= Last Day of World War One =

2008 episode of the TV series Timewatch

The Last Day of World War One is an episode in the 2008 season of the Television series Timewatch. The programme was a co-production between the Open University and the BBC and aired in November 2008 on BBC 2. The material is presented by Michael Palin who reveals that soldiers continued to be killed in battle for many hours after the Armistice had been signed. Palin recounts the personal stories of the last soldiers to die in the final days, hours and minutes of World War I.

The programme commences with a brief mention of Major General William M. Wright of the United States 89th Division who, according to Palin, sacrificed lives storming the town of Stenay simply so his troops could have a bath; "... that lunatic decision cost something like 300 casualties" according to American historical author Joseph E. Persico.

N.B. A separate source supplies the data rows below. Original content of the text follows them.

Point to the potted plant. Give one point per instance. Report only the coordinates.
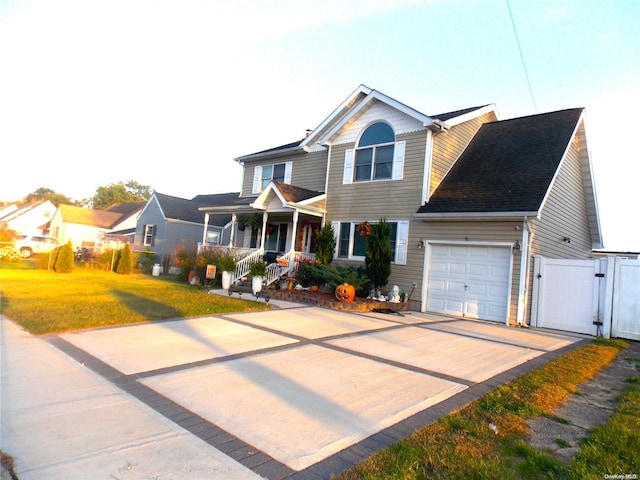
(258, 271)
(226, 264)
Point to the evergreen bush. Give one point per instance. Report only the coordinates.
(125, 260)
(378, 255)
(64, 259)
(325, 245)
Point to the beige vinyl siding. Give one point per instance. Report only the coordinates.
(564, 214)
(448, 145)
(391, 199)
(308, 170)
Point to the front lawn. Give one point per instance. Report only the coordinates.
(488, 438)
(46, 302)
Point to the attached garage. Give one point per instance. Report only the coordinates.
(471, 281)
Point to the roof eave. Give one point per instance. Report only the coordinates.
(460, 216)
(270, 154)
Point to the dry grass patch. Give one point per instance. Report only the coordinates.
(486, 439)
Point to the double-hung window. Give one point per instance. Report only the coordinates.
(377, 156)
(263, 174)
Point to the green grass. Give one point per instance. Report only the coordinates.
(466, 445)
(47, 302)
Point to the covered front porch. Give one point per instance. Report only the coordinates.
(279, 226)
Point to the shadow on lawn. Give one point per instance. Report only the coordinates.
(149, 309)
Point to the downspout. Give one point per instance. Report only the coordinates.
(265, 217)
(326, 187)
(525, 256)
(206, 227)
(234, 221)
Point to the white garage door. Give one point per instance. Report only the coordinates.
(469, 281)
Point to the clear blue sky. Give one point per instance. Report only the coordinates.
(167, 93)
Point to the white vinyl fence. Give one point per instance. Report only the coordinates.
(593, 297)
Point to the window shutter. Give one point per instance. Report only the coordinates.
(402, 240)
(287, 172)
(398, 161)
(336, 235)
(257, 179)
(347, 176)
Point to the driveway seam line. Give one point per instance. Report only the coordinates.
(176, 413)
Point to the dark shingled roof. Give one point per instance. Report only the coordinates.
(292, 193)
(217, 199)
(187, 210)
(507, 167)
(449, 115)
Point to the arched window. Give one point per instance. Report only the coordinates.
(374, 153)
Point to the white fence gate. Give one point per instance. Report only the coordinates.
(626, 299)
(593, 297)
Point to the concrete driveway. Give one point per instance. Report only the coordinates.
(296, 392)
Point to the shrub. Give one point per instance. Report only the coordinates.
(9, 254)
(125, 260)
(145, 260)
(325, 245)
(64, 259)
(226, 263)
(378, 255)
(339, 274)
(309, 274)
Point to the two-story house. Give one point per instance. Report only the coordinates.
(470, 198)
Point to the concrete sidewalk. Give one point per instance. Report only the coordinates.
(62, 421)
(297, 392)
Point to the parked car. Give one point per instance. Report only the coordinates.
(27, 245)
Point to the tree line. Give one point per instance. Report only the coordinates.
(105, 196)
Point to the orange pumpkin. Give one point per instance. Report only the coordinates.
(345, 292)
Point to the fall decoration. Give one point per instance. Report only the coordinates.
(345, 292)
(364, 229)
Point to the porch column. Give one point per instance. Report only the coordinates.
(295, 230)
(206, 227)
(234, 221)
(265, 217)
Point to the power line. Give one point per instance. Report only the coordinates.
(524, 65)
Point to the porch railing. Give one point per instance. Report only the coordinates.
(243, 265)
(286, 264)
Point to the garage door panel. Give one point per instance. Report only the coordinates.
(471, 281)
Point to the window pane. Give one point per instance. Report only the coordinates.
(267, 170)
(364, 159)
(343, 242)
(377, 133)
(384, 162)
(359, 244)
(278, 172)
(393, 237)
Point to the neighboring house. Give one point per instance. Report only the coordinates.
(471, 199)
(33, 218)
(167, 222)
(125, 229)
(85, 227)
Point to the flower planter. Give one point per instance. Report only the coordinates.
(226, 280)
(256, 284)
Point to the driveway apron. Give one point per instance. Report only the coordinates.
(300, 391)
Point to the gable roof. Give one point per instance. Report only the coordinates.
(87, 216)
(359, 99)
(176, 208)
(291, 196)
(508, 167)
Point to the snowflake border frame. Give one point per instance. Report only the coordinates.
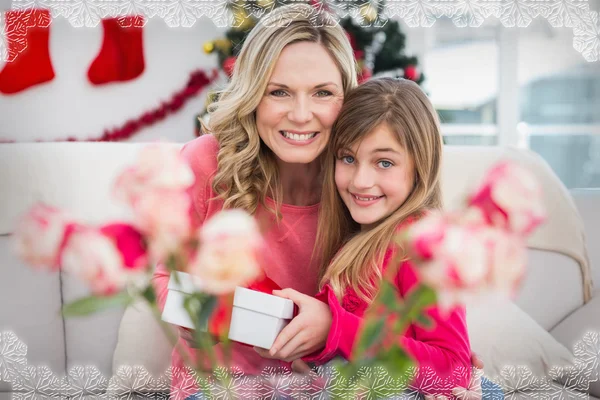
(29, 381)
(575, 14)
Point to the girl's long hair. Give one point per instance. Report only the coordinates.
(351, 258)
(247, 172)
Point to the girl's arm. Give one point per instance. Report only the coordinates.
(443, 353)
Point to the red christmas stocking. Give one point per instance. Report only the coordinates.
(32, 65)
(122, 56)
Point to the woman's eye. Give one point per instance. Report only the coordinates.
(278, 93)
(324, 93)
(347, 159)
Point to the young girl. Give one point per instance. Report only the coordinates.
(382, 172)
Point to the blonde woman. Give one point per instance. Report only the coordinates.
(268, 131)
(381, 173)
(269, 128)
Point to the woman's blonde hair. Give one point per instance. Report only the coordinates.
(402, 105)
(247, 172)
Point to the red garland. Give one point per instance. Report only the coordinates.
(197, 81)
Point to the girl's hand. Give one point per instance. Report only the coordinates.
(306, 333)
(189, 336)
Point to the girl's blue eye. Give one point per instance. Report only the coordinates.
(347, 159)
(278, 93)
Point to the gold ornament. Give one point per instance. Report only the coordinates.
(369, 13)
(209, 47)
(223, 45)
(241, 20)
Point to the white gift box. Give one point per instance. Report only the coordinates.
(178, 290)
(257, 318)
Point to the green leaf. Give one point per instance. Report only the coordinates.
(192, 305)
(396, 362)
(208, 306)
(92, 304)
(387, 295)
(370, 335)
(425, 321)
(149, 294)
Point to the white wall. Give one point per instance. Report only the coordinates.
(70, 105)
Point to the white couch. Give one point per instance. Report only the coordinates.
(81, 356)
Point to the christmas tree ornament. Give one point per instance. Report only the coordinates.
(378, 43)
(228, 65)
(264, 3)
(32, 65)
(241, 20)
(364, 75)
(208, 47)
(368, 12)
(223, 45)
(121, 57)
(411, 72)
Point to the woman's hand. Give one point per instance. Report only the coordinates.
(306, 333)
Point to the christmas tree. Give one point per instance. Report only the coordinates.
(378, 43)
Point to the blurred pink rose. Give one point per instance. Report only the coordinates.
(106, 259)
(159, 167)
(466, 260)
(228, 256)
(39, 235)
(165, 217)
(511, 198)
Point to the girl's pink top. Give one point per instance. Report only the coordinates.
(291, 242)
(443, 353)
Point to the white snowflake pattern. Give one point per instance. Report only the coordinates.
(426, 380)
(84, 381)
(230, 384)
(376, 383)
(518, 382)
(325, 383)
(13, 355)
(275, 383)
(570, 381)
(39, 383)
(565, 13)
(587, 352)
(187, 381)
(417, 12)
(470, 13)
(130, 381)
(587, 38)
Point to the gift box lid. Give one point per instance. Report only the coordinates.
(184, 283)
(263, 303)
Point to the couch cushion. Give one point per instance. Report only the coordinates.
(31, 304)
(551, 289)
(90, 340)
(140, 330)
(76, 177)
(563, 231)
(572, 333)
(504, 335)
(588, 204)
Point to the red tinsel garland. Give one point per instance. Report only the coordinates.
(197, 81)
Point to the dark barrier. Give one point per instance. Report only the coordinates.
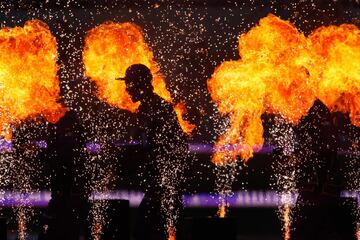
(3, 229)
(208, 228)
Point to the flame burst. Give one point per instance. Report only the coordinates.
(28, 82)
(282, 72)
(109, 50)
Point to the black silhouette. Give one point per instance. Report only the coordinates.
(319, 214)
(165, 148)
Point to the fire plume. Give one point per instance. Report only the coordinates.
(29, 86)
(110, 49)
(282, 71)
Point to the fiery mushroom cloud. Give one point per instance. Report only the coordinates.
(282, 72)
(29, 86)
(109, 50)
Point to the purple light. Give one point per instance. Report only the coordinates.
(241, 199)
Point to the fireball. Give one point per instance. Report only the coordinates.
(282, 72)
(28, 82)
(110, 49)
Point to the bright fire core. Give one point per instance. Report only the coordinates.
(282, 71)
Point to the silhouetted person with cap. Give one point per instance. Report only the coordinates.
(317, 214)
(165, 147)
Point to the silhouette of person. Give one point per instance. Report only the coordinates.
(319, 183)
(165, 147)
(64, 217)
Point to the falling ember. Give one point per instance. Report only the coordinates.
(21, 224)
(28, 82)
(287, 221)
(282, 72)
(337, 50)
(172, 234)
(109, 50)
(180, 110)
(222, 209)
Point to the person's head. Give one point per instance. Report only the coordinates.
(138, 80)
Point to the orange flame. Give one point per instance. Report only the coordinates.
(222, 210)
(180, 110)
(282, 72)
(28, 82)
(337, 50)
(109, 50)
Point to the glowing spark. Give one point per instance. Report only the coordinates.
(30, 87)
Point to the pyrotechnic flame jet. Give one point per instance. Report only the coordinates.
(29, 87)
(283, 72)
(110, 49)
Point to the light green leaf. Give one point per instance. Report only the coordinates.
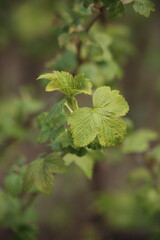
(115, 8)
(13, 183)
(144, 7)
(138, 141)
(140, 175)
(40, 172)
(66, 83)
(85, 163)
(51, 123)
(102, 120)
(155, 153)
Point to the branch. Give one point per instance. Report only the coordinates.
(93, 19)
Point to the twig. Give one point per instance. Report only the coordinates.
(88, 26)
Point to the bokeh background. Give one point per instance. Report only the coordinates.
(78, 208)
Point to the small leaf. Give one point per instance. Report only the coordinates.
(85, 163)
(40, 172)
(138, 141)
(51, 124)
(155, 153)
(115, 8)
(13, 183)
(144, 7)
(140, 175)
(103, 120)
(67, 84)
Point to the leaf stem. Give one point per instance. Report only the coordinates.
(68, 107)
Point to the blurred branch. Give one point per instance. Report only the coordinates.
(94, 18)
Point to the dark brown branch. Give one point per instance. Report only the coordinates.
(94, 18)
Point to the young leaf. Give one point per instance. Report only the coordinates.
(85, 163)
(13, 183)
(138, 141)
(144, 7)
(67, 84)
(103, 120)
(51, 124)
(40, 172)
(115, 8)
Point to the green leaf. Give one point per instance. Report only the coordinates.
(155, 153)
(51, 124)
(85, 163)
(140, 175)
(138, 141)
(66, 83)
(40, 172)
(115, 8)
(144, 7)
(13, 183)
(103, 120)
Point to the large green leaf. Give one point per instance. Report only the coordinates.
(144, 7)
(115, 8)
(40, 172)
(103, 120)
(51, 123)
(85, 163)
(66, 83)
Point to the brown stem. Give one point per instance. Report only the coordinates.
(88, 26)
(29, 201)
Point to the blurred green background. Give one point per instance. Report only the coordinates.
(118, 203)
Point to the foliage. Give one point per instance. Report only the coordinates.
(93, 51)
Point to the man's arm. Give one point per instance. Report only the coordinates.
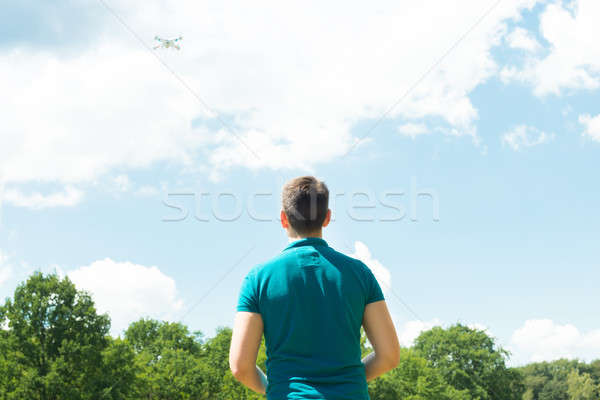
(382, 335)
(245, 341)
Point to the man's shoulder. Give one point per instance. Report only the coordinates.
(289, 256)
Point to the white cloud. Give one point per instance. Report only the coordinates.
(122, 183)
(5, 268)
(592, 126)
(382, 274)
(147, 191)
(290, 83)
(69, 197)
(525, 136)
(573, 60)
(522, 39)
(409, 331)
(128, 291)
(546, 340)
(413, 130)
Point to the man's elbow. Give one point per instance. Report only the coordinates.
(239, 371)
(393, 358)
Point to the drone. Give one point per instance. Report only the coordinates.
(167, 43)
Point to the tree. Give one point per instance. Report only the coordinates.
(414, 379)
(169, 361)
(55, 342)
(581, 386)
(549, 380)
(468, 359)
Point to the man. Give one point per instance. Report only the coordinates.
(310, 301)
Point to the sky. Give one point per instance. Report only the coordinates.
(459, 140)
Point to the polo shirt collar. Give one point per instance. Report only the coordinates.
(310, 241)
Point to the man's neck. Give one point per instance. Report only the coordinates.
(298, 237)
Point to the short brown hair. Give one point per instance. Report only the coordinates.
(305, 202)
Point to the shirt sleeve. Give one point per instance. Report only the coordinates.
(375, 293)
(248, 299)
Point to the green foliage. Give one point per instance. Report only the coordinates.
(468, 359)
(550, 380)
(55, 342)
(54, 345)
(581, 386)
(414, 379)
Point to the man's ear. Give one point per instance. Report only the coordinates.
(327, 218)
(284, 221)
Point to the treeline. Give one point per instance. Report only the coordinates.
(54, 346)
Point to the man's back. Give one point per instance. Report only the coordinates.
(311, 300)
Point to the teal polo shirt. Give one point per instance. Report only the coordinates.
(312, 300)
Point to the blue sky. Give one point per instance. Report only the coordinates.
(504, 134)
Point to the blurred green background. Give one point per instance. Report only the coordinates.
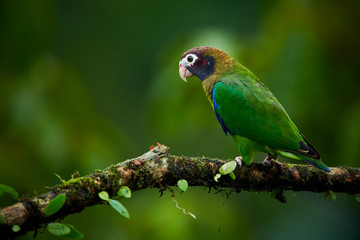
(85, 84)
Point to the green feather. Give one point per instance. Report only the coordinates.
(250, 112)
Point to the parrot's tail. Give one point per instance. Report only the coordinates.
(315, 162)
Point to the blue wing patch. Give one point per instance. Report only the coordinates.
(217, 107)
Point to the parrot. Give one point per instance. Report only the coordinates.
(246, 109)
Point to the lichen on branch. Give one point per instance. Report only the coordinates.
(157, 168)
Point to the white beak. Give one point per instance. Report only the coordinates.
(184, 72)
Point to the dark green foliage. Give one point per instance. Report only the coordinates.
(84, 85)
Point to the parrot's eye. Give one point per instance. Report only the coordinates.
(190, 59)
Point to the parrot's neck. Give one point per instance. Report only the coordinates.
(208, 86)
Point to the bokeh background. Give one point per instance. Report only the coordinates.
(85, 84)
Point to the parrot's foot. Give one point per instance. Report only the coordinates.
(269, 160)
(239, 160)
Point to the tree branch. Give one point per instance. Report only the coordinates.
(158, 169)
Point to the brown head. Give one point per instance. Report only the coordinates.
(203, 62)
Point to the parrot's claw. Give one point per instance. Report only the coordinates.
(239, 160)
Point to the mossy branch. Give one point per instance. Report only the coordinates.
(158, 169)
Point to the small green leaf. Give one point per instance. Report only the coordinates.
(58, 176)
(232, 175)
(74, 233)
(227, 168)
(58, 229)
(124, 191)
(119, 207)
(217, 176)
(104, 196)
(16, 228)
(183, 185)
(9, 190)
(55, 204)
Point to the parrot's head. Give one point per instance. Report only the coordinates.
(202, 62)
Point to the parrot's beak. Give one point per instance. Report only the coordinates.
(184, 72)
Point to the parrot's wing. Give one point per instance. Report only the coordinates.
(245, 107)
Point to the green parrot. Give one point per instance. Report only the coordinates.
(246, 109)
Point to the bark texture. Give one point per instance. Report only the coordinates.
(159, 169)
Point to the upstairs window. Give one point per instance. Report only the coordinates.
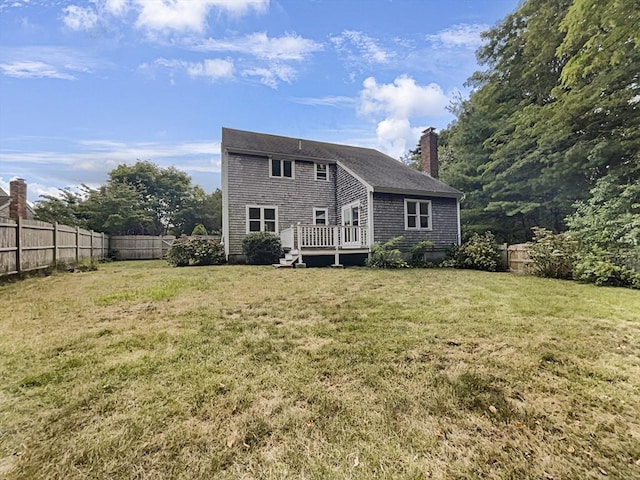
(417, 214)
(262, 219)
(281, 168)
(320, 216)
(322, 171)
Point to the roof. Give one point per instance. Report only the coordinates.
(382, 172)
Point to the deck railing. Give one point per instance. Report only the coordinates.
(287, 238)
(324, 236)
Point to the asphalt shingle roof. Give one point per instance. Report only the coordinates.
(382, 172)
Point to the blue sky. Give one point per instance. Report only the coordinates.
(88, 85)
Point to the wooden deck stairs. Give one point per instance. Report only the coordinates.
(289, 259)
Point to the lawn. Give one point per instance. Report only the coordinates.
(144, 371)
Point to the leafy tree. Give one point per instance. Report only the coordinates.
(608, 223)
(64, 209)
(199, 229)
(163, 191)
(200, 208)
(555, 111)
(117, 209)
(141, 199)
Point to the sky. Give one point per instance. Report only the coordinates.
(86, 86)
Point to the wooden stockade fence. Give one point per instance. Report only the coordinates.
(28, 245)
(140, 247)
(518, 258)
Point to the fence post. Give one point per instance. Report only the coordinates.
(19, 244)
(55, 244)
(77, 244)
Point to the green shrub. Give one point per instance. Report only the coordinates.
(552, 255)
(480, 252)
(387, 255)
(418, 254)
(262, 248)
(87, 265)
(199, 229)
(596, 267)
(187, 251)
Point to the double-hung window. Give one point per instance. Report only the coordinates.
(351, 214)
(417, 214)
(281, 168)
(262, 219)
(320, 216)
(322, 172)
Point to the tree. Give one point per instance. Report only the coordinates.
(117, 209)
(609, 221)
(555, 111)
(141, 199)
(163, 191)
(201, 208)
(64, 209)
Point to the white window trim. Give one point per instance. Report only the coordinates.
(406, 214)
(349, 206)
(321, 209)
(315, 169)
(261, 207)
(282, 160)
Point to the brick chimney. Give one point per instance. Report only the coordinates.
(429, 149)
(18, 194)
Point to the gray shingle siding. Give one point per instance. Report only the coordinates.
(389, 221)
(349, 189)
(249, 183)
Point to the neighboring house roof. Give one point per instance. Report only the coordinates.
(382, 172)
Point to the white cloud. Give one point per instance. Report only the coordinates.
(272, 75)
(459, 36)
(395, 105)
(328, 101)
(365, 46)
(188, 15)
(80, 18)
(33, 69)
(272, 55)
(116, 7)
(213, 69)
(402, 98)
(36, 190)
(46, 62)
(287, 47)
(104, 155)
(158, 15)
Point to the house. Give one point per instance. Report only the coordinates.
(14, 204)
(331, 200)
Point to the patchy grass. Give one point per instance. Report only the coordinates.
(143, 371)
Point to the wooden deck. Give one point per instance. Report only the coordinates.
(301, 240)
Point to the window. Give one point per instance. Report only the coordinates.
(262, 219)
(351, 214)
(417, 214)
(320, 216)
(281, 168)
(322, 172)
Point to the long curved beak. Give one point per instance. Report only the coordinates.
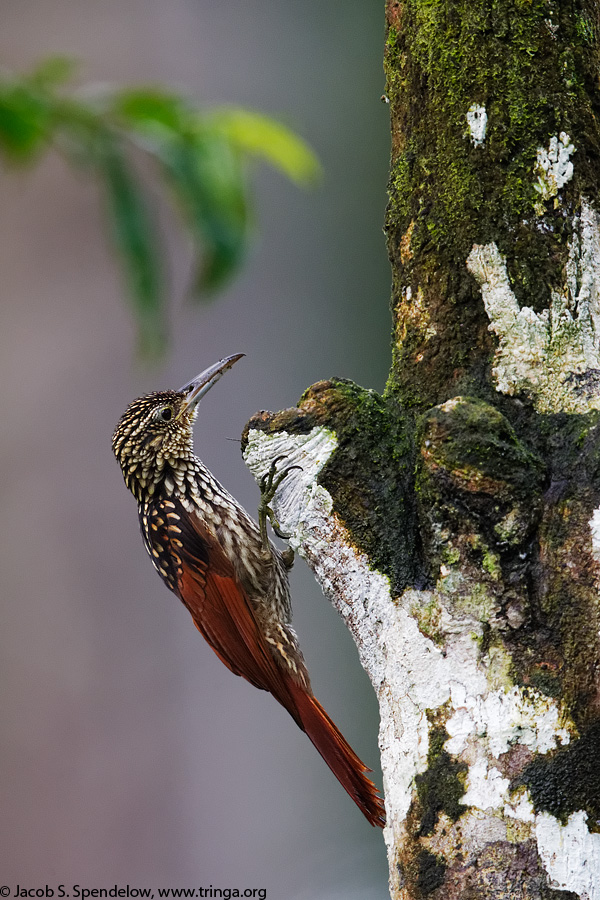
(202, 383)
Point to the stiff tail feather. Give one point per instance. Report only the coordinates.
(338, 754)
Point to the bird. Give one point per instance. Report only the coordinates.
(224, 568)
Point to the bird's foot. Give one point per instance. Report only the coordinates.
(269, 483)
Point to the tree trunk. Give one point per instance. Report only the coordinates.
(455, 521)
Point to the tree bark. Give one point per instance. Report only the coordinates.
(455, 521)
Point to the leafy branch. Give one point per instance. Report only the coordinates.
(200, 156)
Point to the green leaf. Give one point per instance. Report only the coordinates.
(149, 109)
(24, 122)
(262, 136)
(135, 240)
(208, 180)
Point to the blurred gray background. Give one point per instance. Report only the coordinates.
(129, 753)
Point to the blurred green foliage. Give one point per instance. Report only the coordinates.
(200, 156)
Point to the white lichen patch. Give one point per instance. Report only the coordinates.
(486, 787)
(552, 356)
(553, 167)
(570, 854)
(504, 718)
(477, 123)
(412, 677)
(595, 532)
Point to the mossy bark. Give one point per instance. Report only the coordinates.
(472, 487)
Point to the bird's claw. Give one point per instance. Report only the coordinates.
(269, 484)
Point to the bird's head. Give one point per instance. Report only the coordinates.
(155, 431)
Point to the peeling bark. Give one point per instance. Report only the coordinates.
(455, 521)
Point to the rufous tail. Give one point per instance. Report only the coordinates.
(338, 754)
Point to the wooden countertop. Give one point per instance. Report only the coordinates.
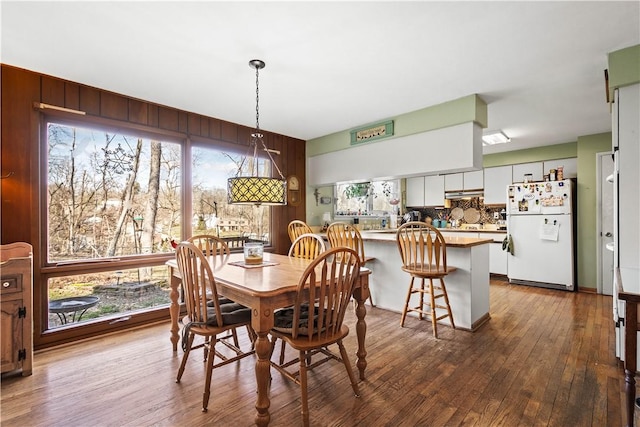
(454, 242)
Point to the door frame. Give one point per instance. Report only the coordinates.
(599, 236)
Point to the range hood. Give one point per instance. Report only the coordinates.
(463, 194)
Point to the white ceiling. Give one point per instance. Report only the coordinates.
(333, 66)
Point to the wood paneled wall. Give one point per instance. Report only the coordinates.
(20, 144)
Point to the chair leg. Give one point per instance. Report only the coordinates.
(406, 304)
(347, 364)
(434, 321)
(234, 333)
(446, 300)
(303, 388)
(420, 313)
(185, 356)
(207, 384)
(282, 347)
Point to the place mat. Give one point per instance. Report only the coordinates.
(245, 265)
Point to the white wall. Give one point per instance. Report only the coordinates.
(451, 149)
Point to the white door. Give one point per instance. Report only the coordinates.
(605, 224)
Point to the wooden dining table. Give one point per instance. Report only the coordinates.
(265, 289)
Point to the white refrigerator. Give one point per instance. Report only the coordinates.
(540, 226)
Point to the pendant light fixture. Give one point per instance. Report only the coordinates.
(253, 189)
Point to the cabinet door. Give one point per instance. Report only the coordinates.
(520, 170)
(11, 337)
(497, 259)
(473, 180)
(496, 181)
(453, 182)
(415, 191)
(434, 190)
(569, 167)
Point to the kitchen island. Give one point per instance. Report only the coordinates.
(467, 287)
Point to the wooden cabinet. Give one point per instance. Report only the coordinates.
(434, 190)
(496, 181)
(415, 191)
(520, 170)
(16, 339)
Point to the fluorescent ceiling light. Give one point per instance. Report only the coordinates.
(494, 137)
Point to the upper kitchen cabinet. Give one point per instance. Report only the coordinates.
(473, 180)
(415, 191)
(534, 169)
(569, 167)
(434, 190)
(495, 184)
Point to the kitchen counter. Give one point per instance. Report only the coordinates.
(454, 242)
(468, 286)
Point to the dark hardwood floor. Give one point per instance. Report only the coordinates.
(546, 358)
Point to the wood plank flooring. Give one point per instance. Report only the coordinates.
(546, 358)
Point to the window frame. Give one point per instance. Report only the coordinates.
(47, 269)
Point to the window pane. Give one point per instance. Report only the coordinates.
(211, 213)
(110, 194)
(367, 198)
(87, 297)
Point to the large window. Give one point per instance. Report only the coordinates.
(115, 202)
(110, 194)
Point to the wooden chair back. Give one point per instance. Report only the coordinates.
(210, 245)
(422, 249)
(307, 246)
(297, 228)
(329, 282)
(199, 285)
(343, 234)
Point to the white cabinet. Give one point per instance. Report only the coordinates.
(497, 257)
(569, 167)
(434, 190)
(415, 191)
(496, 181)
(453, 182)
(464, 181)
(473, 180)
(520, 170)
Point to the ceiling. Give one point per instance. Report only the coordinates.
(332, 66)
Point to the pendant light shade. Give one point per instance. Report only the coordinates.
(255, 189)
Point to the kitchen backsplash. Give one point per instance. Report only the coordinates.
(486, 212)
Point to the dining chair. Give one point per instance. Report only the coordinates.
(307, 246)
(206, 317)
(424, 256)
(212, 247)
(297, 228)
(315, 321)
(343, 234)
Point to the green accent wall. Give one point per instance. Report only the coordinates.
(462, 110)
(548, 152)
(587, 238)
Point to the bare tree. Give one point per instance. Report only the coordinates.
(126, 202)
(151, 207)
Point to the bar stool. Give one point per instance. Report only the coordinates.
(424, 256)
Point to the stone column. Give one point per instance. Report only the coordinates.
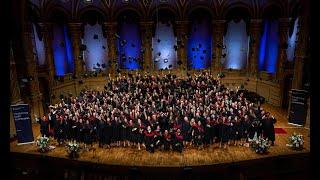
(218, 30)
(284, 25)
(111, 30)
(300, 54)
(15, 92)
(47, 35)
(75, 32)
(255, 32)
(146, 37)
(35, 97)
(182, 33)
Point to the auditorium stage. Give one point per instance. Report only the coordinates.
(190, 157)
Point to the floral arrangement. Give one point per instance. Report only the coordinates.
(296, 141)
(259, 145)
(43, 143)
(73, 148)
(221, 75)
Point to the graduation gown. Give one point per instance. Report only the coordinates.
(107, 133)
(167, 141)
(149, 141)
(268, 128)
(177, 143)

The German 1918 Spring Offensive was Germany's last attempt to force the British and French to capitulate before the expected arrival of overwhelming American forces. The gamble almost succeeded but the Allies first held and then, in July at the River Marne, pushed back the Germans. On 8 August, "The Black Day of the German Army", the British launched their counter-attack at Amiens. The Germans were forced back and would never recover. They had suffered extremely high casualties in their offensives; the Allied naval blockade was threatening starvation; revolution at home meant troops were fighting both the enemy and their own countrymen; and now American troops were arriving at the front at a rate of 300,000 each month.

Faced with disaster, the German government dispatched a civilian peace delegation under Matthias Erzberger. On 7 November, French soldiers on the front line near La Capelle witnessed the approach of several German cars bearing white flags. The delegation was escorted through the devastated French landscape via Guise and onto Homblières from where they were placed on a train. The train was routed through Tergnier to a gun siding by Rethondes in the forest of Compiègne and the personal train carriage of Marshal Ferdinand Foch, supreme commander of the Allied armies.

Foch was in no mood to compromise and greeted the delegation, "What do you want from me?". The Germans stated that they were there to negotiate an armistice. Foch replied that as far as he was concerned, there would be no negotiation – they were there to receive his terms. A meeting was arranged for the next day from whence the Germans would have 72 hours, from the 8th to 11th, to agree to Foch's terms; Erzberger suggested an immediate ceasefire but this was refused by Foch.

Foch conceded virtually nothing during the ensuing talks. Erzberger was required to telegraph the terms back to the Supreme Command and was told to accept any terms as the situation was so grave; the messages were uncoded and were read by the Allies. At 5:10 am on 11 November 1918, the two sides signed and the news was sent around the world that hostilities would cease at 11:00 am.